Interaction of acridinedione dye with a globular protein in the presence of site selective and site specific binding drugs: Photophysical techniques assisted by molecular docking methods

Photophysical investigations and molecular docking studies of photoinduced electron transfer (PET) based fluorophores of acridine family with a globular protein, Bovine Serum Albumin (BSA) bound to non-narcotic drugs like phenylbutazone (PB) and flufenamic acid (FA) were carried out in aqueous solution. PB and FA are site specific and site selective drugs, wherein PB predominantly binds at the site (I) whereas FA selectively orients towards site (II) of BSA. Acridinedione (AD) dyes, both resorcinol and dimedone based are hydrophobic in nature and exhibits a combination of both hydrophobic and hydrogen-bonding interactions that are based on the binding sites in BSA. The extent of displacement of AD from the binding sites of BSA by PB and FA are elucidated and established from variation in the fluorescence lifetime and relative amplitude distribution of free and dye bound in site (I) and site (II).
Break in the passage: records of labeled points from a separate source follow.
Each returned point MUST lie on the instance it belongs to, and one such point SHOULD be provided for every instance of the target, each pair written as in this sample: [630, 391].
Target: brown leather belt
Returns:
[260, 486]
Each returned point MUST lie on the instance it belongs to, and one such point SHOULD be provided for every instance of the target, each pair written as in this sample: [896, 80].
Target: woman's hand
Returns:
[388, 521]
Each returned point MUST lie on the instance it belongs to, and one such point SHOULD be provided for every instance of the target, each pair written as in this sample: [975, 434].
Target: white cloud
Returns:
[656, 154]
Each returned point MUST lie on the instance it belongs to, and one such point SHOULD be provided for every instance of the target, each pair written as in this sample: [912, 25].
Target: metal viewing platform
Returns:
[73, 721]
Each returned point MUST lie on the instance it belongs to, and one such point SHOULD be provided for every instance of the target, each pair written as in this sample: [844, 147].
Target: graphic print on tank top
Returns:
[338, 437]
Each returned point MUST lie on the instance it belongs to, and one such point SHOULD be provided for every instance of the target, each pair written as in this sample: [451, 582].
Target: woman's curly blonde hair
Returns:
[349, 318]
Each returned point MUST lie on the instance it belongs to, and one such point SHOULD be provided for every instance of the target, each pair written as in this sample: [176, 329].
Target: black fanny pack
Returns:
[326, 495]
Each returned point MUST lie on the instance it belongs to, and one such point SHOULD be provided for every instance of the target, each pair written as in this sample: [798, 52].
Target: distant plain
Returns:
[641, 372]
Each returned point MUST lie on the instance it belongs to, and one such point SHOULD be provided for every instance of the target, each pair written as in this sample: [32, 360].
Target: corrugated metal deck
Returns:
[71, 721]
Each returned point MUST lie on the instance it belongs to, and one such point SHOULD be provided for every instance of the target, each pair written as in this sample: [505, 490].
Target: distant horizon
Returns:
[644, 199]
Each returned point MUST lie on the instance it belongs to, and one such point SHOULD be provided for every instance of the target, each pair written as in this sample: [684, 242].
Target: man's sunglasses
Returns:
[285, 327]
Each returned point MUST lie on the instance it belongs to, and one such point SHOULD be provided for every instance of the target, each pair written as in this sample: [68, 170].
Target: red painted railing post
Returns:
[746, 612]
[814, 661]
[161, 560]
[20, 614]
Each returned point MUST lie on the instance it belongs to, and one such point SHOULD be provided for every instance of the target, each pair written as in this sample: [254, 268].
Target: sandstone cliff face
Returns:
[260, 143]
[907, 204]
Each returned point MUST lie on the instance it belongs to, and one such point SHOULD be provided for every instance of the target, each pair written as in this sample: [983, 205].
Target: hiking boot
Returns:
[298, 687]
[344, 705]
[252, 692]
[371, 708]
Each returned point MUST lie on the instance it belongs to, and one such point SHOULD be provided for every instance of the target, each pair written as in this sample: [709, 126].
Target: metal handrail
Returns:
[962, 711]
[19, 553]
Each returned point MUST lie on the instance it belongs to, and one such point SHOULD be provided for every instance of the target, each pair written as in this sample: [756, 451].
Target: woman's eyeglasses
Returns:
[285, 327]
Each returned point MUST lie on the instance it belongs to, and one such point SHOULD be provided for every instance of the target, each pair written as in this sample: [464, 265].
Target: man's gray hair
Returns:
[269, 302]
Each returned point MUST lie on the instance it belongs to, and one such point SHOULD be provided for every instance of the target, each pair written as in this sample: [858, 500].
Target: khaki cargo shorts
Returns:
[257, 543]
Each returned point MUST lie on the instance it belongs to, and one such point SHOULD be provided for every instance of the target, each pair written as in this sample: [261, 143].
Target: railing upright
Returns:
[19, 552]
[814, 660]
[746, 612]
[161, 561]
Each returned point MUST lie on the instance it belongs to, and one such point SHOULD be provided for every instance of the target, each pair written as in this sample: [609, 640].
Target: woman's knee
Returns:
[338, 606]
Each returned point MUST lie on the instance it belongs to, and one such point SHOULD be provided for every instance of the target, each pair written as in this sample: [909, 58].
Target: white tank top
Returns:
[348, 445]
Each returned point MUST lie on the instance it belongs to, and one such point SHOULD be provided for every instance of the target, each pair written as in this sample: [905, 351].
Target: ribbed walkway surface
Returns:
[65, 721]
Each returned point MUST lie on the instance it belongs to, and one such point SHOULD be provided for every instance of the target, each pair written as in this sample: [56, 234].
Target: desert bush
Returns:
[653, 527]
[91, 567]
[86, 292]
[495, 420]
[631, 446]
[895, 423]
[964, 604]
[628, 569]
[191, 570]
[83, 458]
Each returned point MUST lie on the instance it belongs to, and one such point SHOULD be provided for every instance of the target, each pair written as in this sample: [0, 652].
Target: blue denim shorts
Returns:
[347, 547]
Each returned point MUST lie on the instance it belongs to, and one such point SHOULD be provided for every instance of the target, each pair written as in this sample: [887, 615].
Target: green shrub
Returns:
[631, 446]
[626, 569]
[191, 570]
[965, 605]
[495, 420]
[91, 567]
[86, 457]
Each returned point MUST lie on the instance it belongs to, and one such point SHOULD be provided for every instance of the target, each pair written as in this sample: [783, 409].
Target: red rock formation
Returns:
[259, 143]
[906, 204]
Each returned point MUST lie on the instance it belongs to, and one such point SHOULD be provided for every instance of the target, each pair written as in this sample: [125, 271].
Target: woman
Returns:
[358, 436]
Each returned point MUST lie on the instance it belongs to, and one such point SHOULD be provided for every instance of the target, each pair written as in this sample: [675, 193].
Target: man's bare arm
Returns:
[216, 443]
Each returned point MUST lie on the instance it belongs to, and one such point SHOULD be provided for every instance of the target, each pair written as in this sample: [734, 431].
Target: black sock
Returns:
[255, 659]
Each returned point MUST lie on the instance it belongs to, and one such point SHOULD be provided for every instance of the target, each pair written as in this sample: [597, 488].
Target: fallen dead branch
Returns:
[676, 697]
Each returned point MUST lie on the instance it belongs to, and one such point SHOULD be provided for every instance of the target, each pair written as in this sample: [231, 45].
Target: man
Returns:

The extent of binding affinity of PB-BSA and FA-BSA in the presence of AD is minimal when compared to other site I and II drugs. This is attributed to AD dye bound to several amino acid residues present in BSA such that the dye prefers multiple binding sites in BSA even in the presence of FA and PB. Further, the dye bound to several amino acid residues of BSA ascertains the combination of hydrogen-bonding, hydrophobic interactions, pi-pi and pi-alkyl interaction apart from the binding through sites (I) and (II) from molecular docking methods. The combination of fluorescence tools with molecular modelling techniques provides an excellent approach in determining the stability of these complexes containing competitive guest molecules in the presence of a fluorescence probe and the binding characteristics of dye in a micro heterogeneous environment. (c) 2021 Elsevier B.V. All rights reserved.

Automated summary

The study investigates the photophysical properties and molecular docking interactions of acridine-based fluorophores with Bovine Serum Albumin (BSA) and non-narcotic drugs phenylbutazone (PB) and flufenamic acid (FA) in aqueous solution. It reveals that PB and FA displace the acridinedione (AD) dyes from specific binding sites in BSA, while the dyes prefer multiple binding sites in the presence of FA and PB. The combination of fluorescence tools with molecular modeling techniques is effective in determining the stability and binding characteristics of these complexes in a micro heterogeneous environment.